Honda CR-V Model Year List

Here are model years for the Honda CR-V

First Generation

  • 1997 Honda CR-V
  • 1998 Honda CR-V
  • 2000 Honda CR-V
  • 2001 Honda CR-V

Second Generation

  • 2002 Honda CR-V
  • 2003 Honda CR-V
  • 2004 Honda CR-V
  • 2005 Honda CR-V
  • 2006 Honda CR-V

Third Generation

  • 2007 Honda CR-V
  • 2008 Honda CR-V
  • 2009 Honda CR-V
  • 2010 Honda CR-V
  • 2011 Honda CR-V

Fourth Generation

  • 2012 Honda CR-V
  • 2013 Honda CR-V
  • 2014 Honda CR-V
  • 2015 Honda CR-V
  • 2016 Honda CR-V

Fifth Generation

  • 2017 Honda CR-V
  • 2018 Honda CR-V
  • 2019 Honda CR-V
  • 2020 Honda CR-V

Are Honda CR-V Expensive to Maintain?

The Honda CR-V is perhaps one of the most inexpensive compact SUVs to maintain. According to RepairPal, you will spend around $407 annually on servicing your Honda CR-V.

This places the Honda CR-V in the realm of cars that have excellent ownership costs. We suspect only a few models (maybe the Toyota Rav4) have lower maintenance costs than the Honda CR-V.

Also read our article about how long the Honda HR-V lasts.

How Long Do the Brakes Last?

Honda CR-V brake pads and rotors should get anything between 30,000 to 60,000 miles. The lifespan of your brakes is subject to the maintenance it receives.

Regular maintenance will see your brakes last up to 60,000 miles or, if you’re lucky, 70,000 miles.

How Long Do the Tires Last?

Provided you keep up with regular maintenance and nothing damages your tires, they should last about 50,000 miles, which is about three to four years.

However, owners have varying reports on how tires last. This is mostly because tire wear depends on use and maintenance, which vary from person to person.

How Long Do the Transmissions Last?

The average Honda CR-V can have its transmission last between 120,000 and 180,000 miles before needing replacement.

We recommend periodic transmission fluid flush and filter changes to keep your tranny in great condition.

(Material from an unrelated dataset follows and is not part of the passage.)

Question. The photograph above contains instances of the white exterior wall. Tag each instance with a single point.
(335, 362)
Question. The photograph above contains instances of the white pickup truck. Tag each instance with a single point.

How Long Do the Spark Plugs Last?

According to Honda, the spark plugs will need replacement after seven years or 105,000 miles, whichever comes first.

You should get your technician to check the condition and gap of the spark plugs at intervals recommended in the service manual.

What About Insurance Cost?

You will spend about $2,364 on insurance for your Honda CR-V annually.

This means you’ll be shelling out $197 in monthly insurance payments for your CR-V.

Tips to Prolong the Life of Your Honda CR-V

Here are ways to increase your Honda CR-V’s life:

  1. Give your car the maintenance and care it deserves.
  2. Avoid any modifications that can increase the strain on vital components.
  3. Prevent your car from becoming a rust bucket by rustproofing it.